Have you ever spent a night in your city when ALL the lights were out? I have! Kind of eerie, isn't it?
One night in the dark can be kind of fun — an adventure. But several nights, or longer, can be very difficult, especially if you have children who might be scared by the darkness for days.
We recently took an inventory of our lighting preparedness — we aren't doing that well. We found we had a few flashlights but not near enough batteries if the blackout lasted more than three days to a week.
But more importantly, our flashlights are old and the lights are very dim. Not a great help long term. Time for some new flashlights! (Check out why your should replace your old flashlights.)
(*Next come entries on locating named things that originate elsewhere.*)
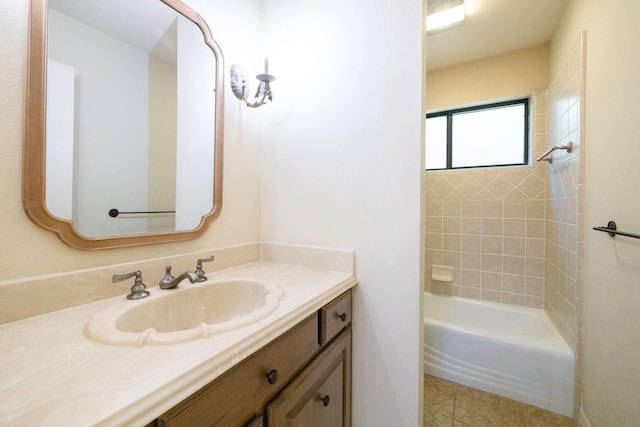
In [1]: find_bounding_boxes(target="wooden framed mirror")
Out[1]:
[22,0,224,250]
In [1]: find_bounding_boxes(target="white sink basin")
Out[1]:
[85,280,283,346]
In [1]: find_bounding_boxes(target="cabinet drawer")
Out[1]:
[158,314,320,427]
[266,329,351,427]
[318,290,351,346]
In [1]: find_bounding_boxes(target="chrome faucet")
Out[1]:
[158,265,201,289]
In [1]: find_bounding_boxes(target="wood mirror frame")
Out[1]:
[22,0,224,250]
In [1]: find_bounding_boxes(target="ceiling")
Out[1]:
[427,0,568,70]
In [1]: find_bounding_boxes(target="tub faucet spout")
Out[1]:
[159,265,201,289]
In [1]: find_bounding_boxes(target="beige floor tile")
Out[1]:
[454,387,526,427]
[424,375,576,427]
[424,375,458,418]
[524,405,576,427]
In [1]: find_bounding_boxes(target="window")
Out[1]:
[425,99,529,169]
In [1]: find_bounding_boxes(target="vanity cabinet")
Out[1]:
[150,291,351,427]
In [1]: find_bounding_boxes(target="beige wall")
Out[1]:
[424,45,549,308]
[0,0,262,286]
[544,33,586,411]
[551,0,640,427]
[427,44,549,110]
[425,90,547,308]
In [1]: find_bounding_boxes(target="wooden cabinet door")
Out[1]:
[266,328,351,427]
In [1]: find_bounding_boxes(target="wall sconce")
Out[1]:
[230,58,276,108]
[427,0,465,36]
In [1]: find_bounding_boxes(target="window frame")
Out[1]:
[425,97,531,171]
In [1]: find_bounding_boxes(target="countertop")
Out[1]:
[0,261,357,426]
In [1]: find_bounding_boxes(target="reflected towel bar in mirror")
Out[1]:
[593,221,640,239]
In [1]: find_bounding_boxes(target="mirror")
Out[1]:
[23,0,224,249]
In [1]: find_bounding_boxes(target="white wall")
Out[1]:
[260,0,425,426]
[49,10,149,236]
[552,0,640,427]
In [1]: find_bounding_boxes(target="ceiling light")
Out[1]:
[427,0,465,33]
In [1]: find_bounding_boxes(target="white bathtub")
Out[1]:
[424,292,574,416]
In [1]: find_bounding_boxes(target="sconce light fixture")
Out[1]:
[230,58,276,108]
[427,0,465,36]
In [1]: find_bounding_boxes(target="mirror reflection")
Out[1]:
[45,0,221,238]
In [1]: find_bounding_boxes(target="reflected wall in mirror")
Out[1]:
[23,0,224,249]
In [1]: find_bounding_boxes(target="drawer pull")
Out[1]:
[267,369,278,384]
[320,395,331,406]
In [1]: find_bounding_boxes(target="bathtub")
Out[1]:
[424,292,574,416]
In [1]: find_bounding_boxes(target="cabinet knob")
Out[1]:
[320,395,331,406]
[267,369,278,384]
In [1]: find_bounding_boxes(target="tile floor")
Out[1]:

FLASHLIGHTS: Flashlights are one of the easiest emergency lights to store — there are so many sizes and types. One that holds two batteries will run continuously for 6 hours, although it is seldom used continuously for 6 hours. Batteries need to be stored in a cool area - not cold - just cool. Cold temperatures can ruin or shorten the life of batteries.
There are also combination solar-powered AM/FM/NOAA weather radios that include a flashlight and a USB cell phone charger.
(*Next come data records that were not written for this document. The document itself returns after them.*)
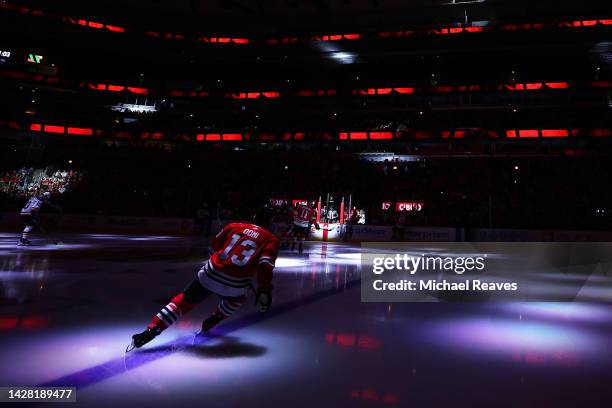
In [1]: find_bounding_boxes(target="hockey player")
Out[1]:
[19,191,62,245]
[133,209,279,351]
[289,204,320,254]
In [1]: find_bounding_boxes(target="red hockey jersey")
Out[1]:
[293,204,316,228]
[198,223,279,296]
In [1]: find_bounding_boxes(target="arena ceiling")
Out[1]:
[11,0,612,33]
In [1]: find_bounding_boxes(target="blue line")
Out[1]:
[38,279,360,388]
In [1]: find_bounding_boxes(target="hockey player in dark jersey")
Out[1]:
[19,191,62,245]
[127,209,279,351]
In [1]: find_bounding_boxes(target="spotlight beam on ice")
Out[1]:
[37,279,361,388]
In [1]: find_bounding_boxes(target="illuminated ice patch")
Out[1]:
[498,302,612,323]
[275,256,308,268]
[427,318,606,354]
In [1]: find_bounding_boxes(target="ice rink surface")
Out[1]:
[0,233,612,407]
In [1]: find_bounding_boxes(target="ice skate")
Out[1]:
[125,327,161,353]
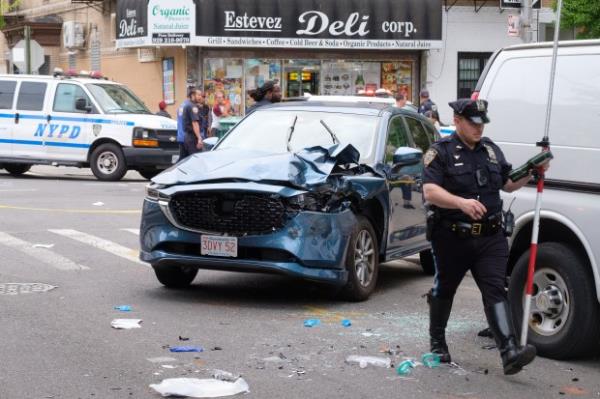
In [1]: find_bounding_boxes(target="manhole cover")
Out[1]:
[0,283,56,295]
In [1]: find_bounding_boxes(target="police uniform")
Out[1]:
[423,99,535,374]
[177,99,200,159]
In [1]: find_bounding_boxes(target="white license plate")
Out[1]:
[200,236,237,258]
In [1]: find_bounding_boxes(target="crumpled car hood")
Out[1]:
[152,144,360,188]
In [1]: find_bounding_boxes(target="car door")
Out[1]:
[0,79,17,157]
[13,80,48,159]
[46,82,98,161]
[384,115,425,259]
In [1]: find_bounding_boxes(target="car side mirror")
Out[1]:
[392,147,423,166]
[202,137,219,151]
[75,98,92,112]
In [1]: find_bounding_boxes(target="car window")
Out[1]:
[17,82,48,111]
[53,83,91,113]
[406,117,431,153]
[0,80,17,109]
[385,116,410,164]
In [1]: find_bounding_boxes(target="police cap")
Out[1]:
[448,98,490,124]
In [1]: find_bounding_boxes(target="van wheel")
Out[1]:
[508,242,600,359]
[419,249,435,276]
[138,169,162,180]
[90,143,127,181]
[2,163,31,176]
[152,265,198,288]
[343,215,379,301]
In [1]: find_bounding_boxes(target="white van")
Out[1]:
[0,71,179,180]
[473,40,600,359]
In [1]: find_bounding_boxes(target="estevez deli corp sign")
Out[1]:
[116,0,442,49]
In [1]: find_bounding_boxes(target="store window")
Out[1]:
[457,52,492,98]
[204,58,244,116]
[244,58,281,109]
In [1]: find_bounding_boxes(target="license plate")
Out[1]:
[200,236,237,258]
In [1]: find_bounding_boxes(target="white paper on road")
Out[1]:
[150,378,250,398]
[48,229,150,267]
[0,231,89,270]
[110,319,142,330]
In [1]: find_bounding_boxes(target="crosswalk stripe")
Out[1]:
[48,229,150,267]
[0,231,90,270]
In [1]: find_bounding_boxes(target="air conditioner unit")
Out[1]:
[63,21,85,49]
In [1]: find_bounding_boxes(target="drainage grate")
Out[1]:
[0,283,57,295]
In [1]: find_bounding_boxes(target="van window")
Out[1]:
[406,118,430,154]
[0,80,17,109]
[17,82,47,111]
[52,83,91,113]
[482,54,600,148]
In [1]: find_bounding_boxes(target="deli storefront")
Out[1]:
[116,0,442,115]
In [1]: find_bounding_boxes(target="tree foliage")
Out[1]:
[554,0,600,39]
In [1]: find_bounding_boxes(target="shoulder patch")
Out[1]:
[423,148,437,167]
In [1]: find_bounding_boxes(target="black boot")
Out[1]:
[427,293,452,363]
[485,302,536,375]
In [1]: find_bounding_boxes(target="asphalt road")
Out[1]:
[0,167,600,399]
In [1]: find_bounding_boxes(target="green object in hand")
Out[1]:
[508,151,554,181]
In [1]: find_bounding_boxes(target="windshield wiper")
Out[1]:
[287,115,298,152]
[319,119,340,144]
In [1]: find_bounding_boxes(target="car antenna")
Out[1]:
[287,115,298,152]
[319,119,340,144]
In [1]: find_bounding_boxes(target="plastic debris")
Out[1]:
[110,319,142,330]
[396,359,416,375]
[346,355,392,369]
[169,346,204,352]
[421,352,441,369]
[304,319,321,327]
[150,378,250,398]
Headlamps: These are great when you need to have both hands free. They've come a long way from the days when they were heavy, awkward, and hot. The LED headlamps available today are small and bright. I keep a few of them in strategic and convenient places for when I'm working on the car or doing any project where more light on the subject is good, but you need two hands to do it.
LIGHT STICKS (Chemical): Lightsticks have come to be associated with emergency lighting situations. They were first seen at outdoor nighttime events such as on the 4th of July. They give off a nice green glow but are not a bright light. They could be kept in various places around the home for instant light to help find other sources of light in an emergency. They are great for storage as they cost little and need no other fuel. The only disadvantage is that they are a one-time use item. You shake to light them up, they burn for 8-12 hours, and they're done. Kids love them!
EMERGENCY CANDLES: The best kind of candles to put into storage are those that come in a container, usually glass. They are safer and will burn longer with less mess. The Essentials candle burns liquid parafin (wax), is smokeless and odorless, and burns for 115 hours. The wax is contained within the bottle so there is no messy melted wax to spill.
For enough light for reading light several of these candles. Candles are inexpensive ($5.00 - $10.00) and are not as dangerous as wax candles that are not in a container. Make sure they are out of any drafts and not close to anything that will burn. A quick draft can make the flame jump to any flammable object.
Candles can also be made from cooking oil. Take a piece of string, lay one end in cooking oil in a dish and allow the other end to hang over the edge. Light the dry end. Use 7 to 8 strings for more light. These are very smoky and should be used only when nothing else is available.
CANDLE LANTERNS: Small candle "lanterns" are available in many sporting goods sections that combine the safety features of candle, base, glass chimney, and carrying/hanging handle in one. Some brass or stainless steel versions are designed to hold the standard white emergency candles (3 inches tall by 1 inch in diameter). Others hold tea lights, which will burn for two to four hours, as compared to nine hours for the emergency candles.
LIQUID-FUEL CANDLES: These are similar to the oil lamps used back in biblical times. Using lamp oil, they will burn from sixty to one hundred hours. However, there is only a small, single flame so don't count on them lighting up a room. They give off about as much light as a dinner candle. They would be a good choice for a nightlight since they burn for so long. Just be sure and put them in a safe place.
LANTERNS: Lanterns come in many varieties. Some burn lamp oils, citronella oil (for mosquito protection), and others burn kerosene. If improperly lit, kerosene creates more and darker smoke than lamp oil, as well as having a slight odor. Some will burn any of the three types of oil. Fuels may be available in drugstores and/or the larger K-Mart or Walmart-type outlets.
Old-fashioned, standard oil lamps are a tried-and-true option. (Learn the best way to fill and use an oil lamp - step-by-step and easy.)
Goal Zero has a solar lantern (pictured) that is eco-friendly with a dynamo crank to charge it as well as solar. Unlike other lanterns, the Lighthouse 400 will charge your cell phone, camera, gps, and other devices. Light up your campsite or use for ambience at outdoor parties.
LED LIGHT STRINGS: These are ordinary Christmas lights but as long as they are LEDs, they come in extremely handy if you happen to have any kind of a generator. They are especially great if you have a solar generator because they are very energy efficient using only 4.8 Watts per string. String several of these 100 foot strings together and you have the whole room lit up. The kids will think it's Christmas!
SOLAR GARDEN LIGHTS: Yes, that's right - bring your solar-powered garden lights inside to use as nightlights. The bright-white LED lights are brighter than the amber lights. Though neither is bright enough to light up an entire room, the bright-white ones do a pretty good job of lighting a small area. Their value lies in their renewable light source - no batteries, no oil, no dangerous fuel. During the day, just put them outside or in a sunny window to soak up the sun's rays. Even in cloudy winter gloom, most will recharge enough to create a comforting glow that will last for eight to 10 hours.